In 2005 he stated that even if the system went unchanged people would be able to draw 100 percent of their Social Security benefits for approximately the next 50 years. However, in its “Summary of the 2010 Annual Reports” the Social Security and Medicare Board of Trustees reported that Social Security is expected to be paying out more benefits than collected in taxes by 2016 and the trust fund will be empty by 2037.
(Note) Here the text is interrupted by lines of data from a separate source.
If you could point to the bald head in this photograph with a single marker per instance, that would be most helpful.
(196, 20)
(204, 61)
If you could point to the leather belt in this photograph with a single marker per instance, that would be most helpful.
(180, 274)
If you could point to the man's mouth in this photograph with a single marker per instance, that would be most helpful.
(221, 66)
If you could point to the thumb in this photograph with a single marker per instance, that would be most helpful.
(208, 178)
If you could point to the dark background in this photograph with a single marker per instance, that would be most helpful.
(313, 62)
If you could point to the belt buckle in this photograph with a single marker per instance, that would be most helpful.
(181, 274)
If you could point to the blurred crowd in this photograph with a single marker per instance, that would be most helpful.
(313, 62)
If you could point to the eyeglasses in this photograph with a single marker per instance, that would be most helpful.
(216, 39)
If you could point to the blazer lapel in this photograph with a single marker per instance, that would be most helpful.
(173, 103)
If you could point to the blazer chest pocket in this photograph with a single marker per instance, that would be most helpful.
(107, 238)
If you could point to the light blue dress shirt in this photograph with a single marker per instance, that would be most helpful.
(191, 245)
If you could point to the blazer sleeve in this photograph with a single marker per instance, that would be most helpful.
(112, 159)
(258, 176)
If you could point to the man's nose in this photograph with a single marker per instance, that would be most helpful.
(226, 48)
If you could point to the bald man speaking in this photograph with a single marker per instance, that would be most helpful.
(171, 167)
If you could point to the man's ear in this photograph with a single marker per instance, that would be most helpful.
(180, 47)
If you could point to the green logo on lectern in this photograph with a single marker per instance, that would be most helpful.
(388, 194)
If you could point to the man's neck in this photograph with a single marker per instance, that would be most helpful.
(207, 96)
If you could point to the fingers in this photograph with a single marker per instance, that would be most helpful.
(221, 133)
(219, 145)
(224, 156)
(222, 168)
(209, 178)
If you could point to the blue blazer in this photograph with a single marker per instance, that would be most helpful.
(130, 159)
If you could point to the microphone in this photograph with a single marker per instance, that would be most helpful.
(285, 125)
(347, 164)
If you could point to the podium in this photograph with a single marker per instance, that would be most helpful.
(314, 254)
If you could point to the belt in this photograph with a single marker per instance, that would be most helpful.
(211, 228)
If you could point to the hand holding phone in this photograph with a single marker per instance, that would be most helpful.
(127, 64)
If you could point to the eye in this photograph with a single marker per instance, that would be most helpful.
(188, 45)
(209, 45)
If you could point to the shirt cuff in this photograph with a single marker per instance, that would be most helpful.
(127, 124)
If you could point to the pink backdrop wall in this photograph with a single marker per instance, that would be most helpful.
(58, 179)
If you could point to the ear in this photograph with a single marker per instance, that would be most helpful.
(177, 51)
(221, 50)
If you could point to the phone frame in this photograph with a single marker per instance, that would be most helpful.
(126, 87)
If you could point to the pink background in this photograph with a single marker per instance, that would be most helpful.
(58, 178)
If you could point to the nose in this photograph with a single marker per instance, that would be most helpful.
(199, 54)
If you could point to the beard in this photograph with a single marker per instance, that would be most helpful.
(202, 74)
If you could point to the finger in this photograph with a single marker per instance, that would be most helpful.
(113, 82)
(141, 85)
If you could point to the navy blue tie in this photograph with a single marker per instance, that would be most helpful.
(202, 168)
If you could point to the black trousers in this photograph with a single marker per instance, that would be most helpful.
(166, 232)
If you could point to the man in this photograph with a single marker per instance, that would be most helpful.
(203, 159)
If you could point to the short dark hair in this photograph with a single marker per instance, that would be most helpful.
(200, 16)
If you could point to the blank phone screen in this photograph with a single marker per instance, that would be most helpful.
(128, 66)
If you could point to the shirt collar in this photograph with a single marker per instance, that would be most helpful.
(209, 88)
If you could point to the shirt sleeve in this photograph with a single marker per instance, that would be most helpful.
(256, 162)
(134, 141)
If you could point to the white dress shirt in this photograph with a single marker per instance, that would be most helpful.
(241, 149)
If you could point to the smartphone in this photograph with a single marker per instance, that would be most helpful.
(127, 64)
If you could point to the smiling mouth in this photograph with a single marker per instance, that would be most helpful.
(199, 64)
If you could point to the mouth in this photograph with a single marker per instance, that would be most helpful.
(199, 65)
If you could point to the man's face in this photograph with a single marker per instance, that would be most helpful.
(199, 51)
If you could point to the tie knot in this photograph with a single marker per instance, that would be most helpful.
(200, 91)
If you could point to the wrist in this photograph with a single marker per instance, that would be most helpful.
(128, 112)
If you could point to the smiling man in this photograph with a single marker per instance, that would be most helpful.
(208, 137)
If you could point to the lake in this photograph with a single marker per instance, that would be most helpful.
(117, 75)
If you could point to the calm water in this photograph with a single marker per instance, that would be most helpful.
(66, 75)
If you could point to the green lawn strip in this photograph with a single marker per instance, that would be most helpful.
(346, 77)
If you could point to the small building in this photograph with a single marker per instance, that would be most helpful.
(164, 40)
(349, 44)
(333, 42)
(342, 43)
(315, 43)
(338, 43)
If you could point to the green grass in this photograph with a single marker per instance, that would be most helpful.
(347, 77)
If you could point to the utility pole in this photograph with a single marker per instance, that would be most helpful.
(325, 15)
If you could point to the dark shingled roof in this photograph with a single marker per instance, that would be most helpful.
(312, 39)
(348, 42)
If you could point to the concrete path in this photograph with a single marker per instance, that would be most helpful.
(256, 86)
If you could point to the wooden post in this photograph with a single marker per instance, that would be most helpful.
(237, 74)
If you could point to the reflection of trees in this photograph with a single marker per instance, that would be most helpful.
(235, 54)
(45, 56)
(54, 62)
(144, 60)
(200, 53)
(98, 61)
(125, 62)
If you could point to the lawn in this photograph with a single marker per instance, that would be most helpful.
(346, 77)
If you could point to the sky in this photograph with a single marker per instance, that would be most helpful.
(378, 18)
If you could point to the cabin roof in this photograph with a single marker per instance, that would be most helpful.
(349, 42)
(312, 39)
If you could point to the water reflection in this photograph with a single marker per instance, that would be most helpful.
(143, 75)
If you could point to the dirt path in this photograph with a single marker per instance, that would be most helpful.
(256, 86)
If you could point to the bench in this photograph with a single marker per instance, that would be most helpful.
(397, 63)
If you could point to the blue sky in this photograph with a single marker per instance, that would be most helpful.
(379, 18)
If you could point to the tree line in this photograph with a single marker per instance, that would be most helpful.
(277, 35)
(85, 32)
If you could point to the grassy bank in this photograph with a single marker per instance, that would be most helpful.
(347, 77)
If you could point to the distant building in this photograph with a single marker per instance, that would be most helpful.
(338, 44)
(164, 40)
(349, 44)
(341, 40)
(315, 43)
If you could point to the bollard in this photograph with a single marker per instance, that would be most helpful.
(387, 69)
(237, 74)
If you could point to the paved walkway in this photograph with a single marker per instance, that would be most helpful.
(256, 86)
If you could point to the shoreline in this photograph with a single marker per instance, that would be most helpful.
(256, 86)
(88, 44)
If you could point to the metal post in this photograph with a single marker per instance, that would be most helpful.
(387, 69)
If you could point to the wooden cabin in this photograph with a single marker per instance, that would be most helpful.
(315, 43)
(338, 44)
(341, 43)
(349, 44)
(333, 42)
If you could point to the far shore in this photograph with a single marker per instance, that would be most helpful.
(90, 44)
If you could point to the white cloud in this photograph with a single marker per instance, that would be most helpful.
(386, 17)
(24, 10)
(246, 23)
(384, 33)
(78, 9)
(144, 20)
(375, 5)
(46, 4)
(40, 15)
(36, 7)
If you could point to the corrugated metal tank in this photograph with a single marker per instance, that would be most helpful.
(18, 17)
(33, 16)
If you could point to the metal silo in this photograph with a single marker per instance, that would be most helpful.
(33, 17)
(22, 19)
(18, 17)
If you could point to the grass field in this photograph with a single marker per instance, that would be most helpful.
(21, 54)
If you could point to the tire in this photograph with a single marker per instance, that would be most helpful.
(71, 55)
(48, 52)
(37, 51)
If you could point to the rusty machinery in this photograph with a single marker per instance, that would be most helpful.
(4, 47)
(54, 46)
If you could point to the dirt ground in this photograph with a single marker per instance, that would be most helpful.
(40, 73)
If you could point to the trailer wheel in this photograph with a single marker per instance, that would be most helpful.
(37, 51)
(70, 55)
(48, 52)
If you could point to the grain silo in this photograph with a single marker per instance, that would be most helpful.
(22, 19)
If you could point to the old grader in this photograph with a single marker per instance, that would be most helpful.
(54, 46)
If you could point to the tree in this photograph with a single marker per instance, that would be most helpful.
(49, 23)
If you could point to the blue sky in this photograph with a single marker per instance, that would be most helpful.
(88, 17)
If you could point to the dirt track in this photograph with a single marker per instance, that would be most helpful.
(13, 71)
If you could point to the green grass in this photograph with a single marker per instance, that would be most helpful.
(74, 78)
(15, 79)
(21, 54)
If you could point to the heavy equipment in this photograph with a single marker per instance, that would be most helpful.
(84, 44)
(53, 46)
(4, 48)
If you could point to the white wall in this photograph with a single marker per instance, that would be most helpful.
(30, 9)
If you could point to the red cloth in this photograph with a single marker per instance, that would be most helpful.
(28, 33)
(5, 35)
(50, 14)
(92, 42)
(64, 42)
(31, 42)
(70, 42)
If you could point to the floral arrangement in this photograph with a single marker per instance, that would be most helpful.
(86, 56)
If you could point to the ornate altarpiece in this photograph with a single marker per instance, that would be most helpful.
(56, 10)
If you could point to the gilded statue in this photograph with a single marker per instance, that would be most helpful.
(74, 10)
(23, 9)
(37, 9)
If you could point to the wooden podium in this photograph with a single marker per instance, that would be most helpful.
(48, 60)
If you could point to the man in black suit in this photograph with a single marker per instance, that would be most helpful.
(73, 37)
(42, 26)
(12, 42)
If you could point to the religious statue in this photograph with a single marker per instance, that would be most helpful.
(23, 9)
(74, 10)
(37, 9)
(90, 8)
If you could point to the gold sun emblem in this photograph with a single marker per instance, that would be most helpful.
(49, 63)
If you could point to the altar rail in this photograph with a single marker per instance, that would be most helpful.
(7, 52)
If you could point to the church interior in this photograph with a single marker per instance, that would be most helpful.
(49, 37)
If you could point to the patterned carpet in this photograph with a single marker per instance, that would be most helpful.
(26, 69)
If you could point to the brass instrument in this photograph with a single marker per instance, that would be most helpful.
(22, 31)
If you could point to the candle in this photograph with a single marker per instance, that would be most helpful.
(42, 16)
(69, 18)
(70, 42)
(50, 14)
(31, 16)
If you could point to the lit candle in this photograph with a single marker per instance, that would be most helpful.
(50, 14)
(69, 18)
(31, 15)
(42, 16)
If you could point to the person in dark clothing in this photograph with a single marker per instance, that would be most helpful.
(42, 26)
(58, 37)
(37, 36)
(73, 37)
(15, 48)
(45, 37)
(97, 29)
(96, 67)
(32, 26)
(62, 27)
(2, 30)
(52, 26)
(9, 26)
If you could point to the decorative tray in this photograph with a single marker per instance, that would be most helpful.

In April 2007, Sen. Reid remarked that our troops were losing the war in Iraq. He described the surge as unsuccessful. Some found this an extreme insult. Even those who did not, must acknowledge that Sen. Reid was extremely inaccurate.
As majority leader, Sen. Reid implemented extreme increases in federal spending and federal debt. A stimulus bill costing $787 billion passed in February 2009. On Jan. 28, 2010, the Senate voted to increase the federal debt limit to $14.3 trillion to accommodate borrowing for the remainder of 2010.
Sen. Reid placed an extreme blockade on public debate of the health care bill. Voting on its passage was scheduled before senators, and the general public, had read it. Dialogue with a citizenry eager to understand this legislation was extremely lacking.
Those who recall the 1980 election can discern a Carteresque pattern in the extremist appellation. “Isn’t Ronald Reagan too right wing, too extreme,” the Carter campaign asked? Voters answered, “No.” Name-calling of an opponent sometimes is occasioned when a candidate’s record fails to supply solid ground for re-election. Name-calling itself cannot persuade discerning voters.